User interface: In late 2015 and early 2016, we overhauled the user interface to utilize “responsive web design,” meaning that the interface dynamically adjusts to the screen size and orientation of the device on which it is viewed, from smartphones to tablets to laptops to desktop windows of any size. The new design was released publicly in February 2016.

Images of church architecture: The James R. Tanis Collection of Church Postcards was added in October 2020 as the first image-only collection in the Theological Commons. This collection of 20,000 postcards depicting church architecture across the United States was digitized by the Internet Archive, after which library staff recorded the name, denomination, city, and state of all 20,000 churches, making the collection searchable.

Breaking down silos: Another means of incorporating relevant content has been to take projects that were originally created as individual “silos” of content — separate databases, each with its own website — and bring them into the Theological Commons, where the content can be discovered and utilized more effectively. Two such former silos are the Princeton Theological Seminary Journals, a project that began before the Theological Commons existed, and the Princeton Lectures on Youth, Church, and Culture, originally created in early 2013 when the Theological Commons was still nascent.

Digital audio: Building on the success of the digitization of audio and video from obsolete tape formats to create the Princeton Theological Seminary Media Archive (see above), library staff subsequently collaborated with the Media Services division of Information Technology Services at Princeton Seminary to incorporate over 2,200 audio recordings that were originally recorded in digital form, or “born digital.” These unique, unpublished recordings extend the Princeton Theological Seminary Media Archive to the near present. New recordings are added periodically.

Integration and dissemination: The Theological Commons integrates with other information systems, both internal and external, in multiple ways, making it easier for researchers to find relevant online materials. In Wright Library’s online catalog, each book or periodical that has been digitized includes a link to the digital version in the Theological Commons. In addition, every item in the Theological Commons, inlcuding audiovisual items as well as print materials, can be found using the search box prominently displayed on the Wright Library website. We also share our metadata with outside organizations, so that users of those systems can find and utilize the wealth of resources in the Theological Commons. We have contributed metadata records that identify and describe the items in the Theological Commons with Atla, the Digital Public Library of America, and HathiTrust. In fact, any digital repository can download and repurpose these metadata records using our OAI-PMH service, which conforms to a standardized protocol commonly used by many content management systems in the cultural heritage sector.

Continual expansion: Each year on January 1, copyright expires for books that were published in the United States 95 years prior, meaning that those books fall into the public domain.

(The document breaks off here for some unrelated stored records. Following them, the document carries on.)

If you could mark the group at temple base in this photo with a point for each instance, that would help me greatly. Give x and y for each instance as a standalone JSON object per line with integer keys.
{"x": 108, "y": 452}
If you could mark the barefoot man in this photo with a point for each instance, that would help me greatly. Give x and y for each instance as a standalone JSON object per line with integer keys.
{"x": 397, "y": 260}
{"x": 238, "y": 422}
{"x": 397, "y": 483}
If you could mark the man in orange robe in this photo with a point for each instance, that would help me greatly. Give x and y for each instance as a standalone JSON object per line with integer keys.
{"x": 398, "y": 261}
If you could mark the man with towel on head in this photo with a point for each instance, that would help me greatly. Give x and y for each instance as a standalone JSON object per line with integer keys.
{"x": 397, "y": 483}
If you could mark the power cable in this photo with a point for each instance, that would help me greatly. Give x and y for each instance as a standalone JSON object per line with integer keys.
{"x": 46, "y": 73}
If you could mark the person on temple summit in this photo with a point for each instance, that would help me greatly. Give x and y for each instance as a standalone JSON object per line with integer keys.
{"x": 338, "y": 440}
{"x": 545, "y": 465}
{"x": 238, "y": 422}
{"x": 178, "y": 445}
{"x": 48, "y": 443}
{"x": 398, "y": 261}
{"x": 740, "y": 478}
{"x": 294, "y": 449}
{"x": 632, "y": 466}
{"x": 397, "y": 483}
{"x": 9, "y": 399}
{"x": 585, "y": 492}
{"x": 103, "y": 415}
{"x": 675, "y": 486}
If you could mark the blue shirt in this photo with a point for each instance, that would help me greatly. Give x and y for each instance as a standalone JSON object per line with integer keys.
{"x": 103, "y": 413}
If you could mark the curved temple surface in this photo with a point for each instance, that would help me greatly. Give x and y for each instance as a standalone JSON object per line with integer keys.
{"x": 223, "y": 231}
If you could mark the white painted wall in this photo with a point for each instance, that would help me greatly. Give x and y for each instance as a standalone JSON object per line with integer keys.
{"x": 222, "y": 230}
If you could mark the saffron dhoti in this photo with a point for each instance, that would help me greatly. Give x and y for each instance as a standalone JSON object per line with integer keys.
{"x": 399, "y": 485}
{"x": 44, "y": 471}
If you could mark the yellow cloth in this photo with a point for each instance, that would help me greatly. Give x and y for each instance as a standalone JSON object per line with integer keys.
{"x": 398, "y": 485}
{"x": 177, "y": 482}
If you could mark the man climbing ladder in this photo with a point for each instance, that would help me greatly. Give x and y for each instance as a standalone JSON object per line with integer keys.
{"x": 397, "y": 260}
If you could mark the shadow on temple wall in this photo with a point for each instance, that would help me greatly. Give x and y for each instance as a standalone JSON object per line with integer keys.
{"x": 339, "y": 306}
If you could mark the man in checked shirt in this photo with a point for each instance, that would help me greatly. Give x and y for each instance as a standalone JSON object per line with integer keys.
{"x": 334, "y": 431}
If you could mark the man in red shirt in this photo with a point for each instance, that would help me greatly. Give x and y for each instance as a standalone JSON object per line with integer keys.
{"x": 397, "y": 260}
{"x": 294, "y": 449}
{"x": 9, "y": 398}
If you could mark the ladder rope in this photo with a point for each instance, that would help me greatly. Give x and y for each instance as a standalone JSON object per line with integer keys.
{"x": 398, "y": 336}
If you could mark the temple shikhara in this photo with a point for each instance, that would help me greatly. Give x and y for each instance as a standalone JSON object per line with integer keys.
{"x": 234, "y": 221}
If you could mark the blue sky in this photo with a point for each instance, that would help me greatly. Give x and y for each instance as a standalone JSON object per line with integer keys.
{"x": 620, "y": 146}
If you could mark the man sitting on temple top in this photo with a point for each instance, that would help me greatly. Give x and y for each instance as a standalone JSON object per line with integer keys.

Accordingly, in the first few months of each calendar year, we utilize our partnership with Internet Archive to digitize books from Wright Library’s collections that fit these criteria. Thereafter, one of the core activities of the Digital Initiatives department in Wright Library is to digitize additional books and periodicals from our holdings that are in the public domain but not yet digitized by Internet Archive from another library. This work is ongoing, and we add new materials to the Theological Commons continually.